Data Science Project 1

MAUNA LOA CO₂ MODELING AND VISUALIZATION
ANTHROPOMETRIC MODELING AND VISUALIZATION

MAUNA LOA CO₂ MODELING AND VISUALIZATION

The Question

In 1966, the World Meteorological Organization (WMO) put forth the term “climatic change” to refer to climatic variability on time-scales longer than ten years, regardless of the cause for such change. During the next decade, scientists began to suspect that human activities had the potential to drastically alter the global climate in ways that would have negative impacts on our environment. The term evolved into “climate change” and is now used to describe both the process of change and the perceived problem. Sometimes the term “global warming” is used, though in many ways this fails to adequately describe the variability in impact, since climate change can cause both hot and cold extremes in weather. Anthropogenic climate change is change that is caused by human activity, as opposed to the Earth’s natural processes. However, in the context of environmental policy, the term “climate change” is often used to mean anthropogenic climate change.

Mauna Loa Observatory is a world-renowned atmospheric research facility. It has been continuously monitoring and collecting data since the 1950’s and its remote location makes it very well-suited for monitoring atmospheric components that can contribute to climate change, including the heat-trapping greenhouse gas carbon dioxide (CO₂). Carbon overload from burning fossil fuels and deforestation is cited as the primary cause of anthropogenic climate change by proponents of such theories, while opponents assert that natural process (such as photosynthesis) contribute more to atmospheric CO₂ than humans and observed changes are simply Earth’s cycle.

Monthly Mean CO₂: The Last Five Years

Create your own version of the plot found here. Do not replicate it, but rather design your own. Use one of the themes found in the ggplot2 or ggthemes packages. You are encouraged to make style adjustments to help you informatively display the data.

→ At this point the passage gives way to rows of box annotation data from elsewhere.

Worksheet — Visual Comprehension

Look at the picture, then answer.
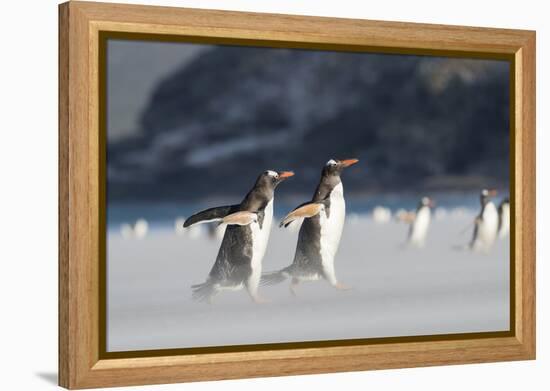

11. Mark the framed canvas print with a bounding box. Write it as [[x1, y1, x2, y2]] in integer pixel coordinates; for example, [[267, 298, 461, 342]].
[[59, 1, 535, 388]]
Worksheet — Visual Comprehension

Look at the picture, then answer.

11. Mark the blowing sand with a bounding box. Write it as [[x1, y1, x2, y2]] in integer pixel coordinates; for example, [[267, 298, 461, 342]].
[[107, 215, 510, 351]]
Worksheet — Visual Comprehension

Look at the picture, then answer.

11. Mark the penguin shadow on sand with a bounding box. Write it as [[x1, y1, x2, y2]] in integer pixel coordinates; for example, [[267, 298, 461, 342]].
[[260, 159, 358, 297]]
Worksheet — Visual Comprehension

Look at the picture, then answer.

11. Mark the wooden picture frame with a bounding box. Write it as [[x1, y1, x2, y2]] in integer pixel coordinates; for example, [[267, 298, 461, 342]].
[[59, 1, 535, 389]]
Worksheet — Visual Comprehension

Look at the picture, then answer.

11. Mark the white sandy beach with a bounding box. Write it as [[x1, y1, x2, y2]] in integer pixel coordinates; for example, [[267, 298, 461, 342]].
[[107, 215, 509, 351]]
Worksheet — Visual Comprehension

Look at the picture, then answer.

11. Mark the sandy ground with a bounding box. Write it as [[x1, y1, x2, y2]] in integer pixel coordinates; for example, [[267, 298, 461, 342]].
[[107, 216, 509, 351]]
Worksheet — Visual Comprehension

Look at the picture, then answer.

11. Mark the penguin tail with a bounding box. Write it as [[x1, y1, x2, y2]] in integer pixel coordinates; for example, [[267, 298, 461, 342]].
[[260, 269, 288, 286], [191, 281, 216, 302]]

CO2_monthly2015 <- co2_monthly %>% filter(year >= 2015)

ggplot(CO2_monthly2015) +
  geom_line(aes(x = date, y = mean_co2), col = "yellow", linetype = 7) +
  geom_point(aes(x = date, y = mean_co2), col = "blue", shape = 7) +
  geom_line(aes(x = date, y = trend_mean_co2), col = "black") +
  geom_point(aes(x = date, y = trend_mean_co2), col = "black", shape = 8) +
  scale_x_continuous(breaks = seq(2015, 2020, .25), 
                     labels = c("2015", rep("", 3), 
                                "2016", rep("", 3),
                                "2017", rep("", 3),
                                "2018", rep("", 3),
                                "2019", rep("", 3),
                                "2020"),
                     limits = c(2015, 2020)) +
  scale_y_continuous(breaks = 395:415, 
                     labels = c("395", rep("", 4),
                                "400", rep("", 4),
                                "405", rep("", 4),
                                "410", rep("", 4),
                                "415"),
                     limits = c(395, 415)) +
  ggtitle(expression("RECENT AVERAGE MONTHLY CO"[2]*" LEVELS AT MAUNA LOA")) +
  ylab("PARTS PER MILLION") +
  xlab("YEAR") +
  theme_classic()

Monthly Mean CO₂: A Major Milestone

An atmospheric CO₂ level of 400 ppm is considered by many to be a symbolic threshold with regard to climate change. “In the centuries to come, history books will likely look back on September 2016 as a major milestone for the world’s climate. At a time when atmospheric carbon dioxide is usually at its minimum, the monthly value failed to drop below 400 parts per million.” (source)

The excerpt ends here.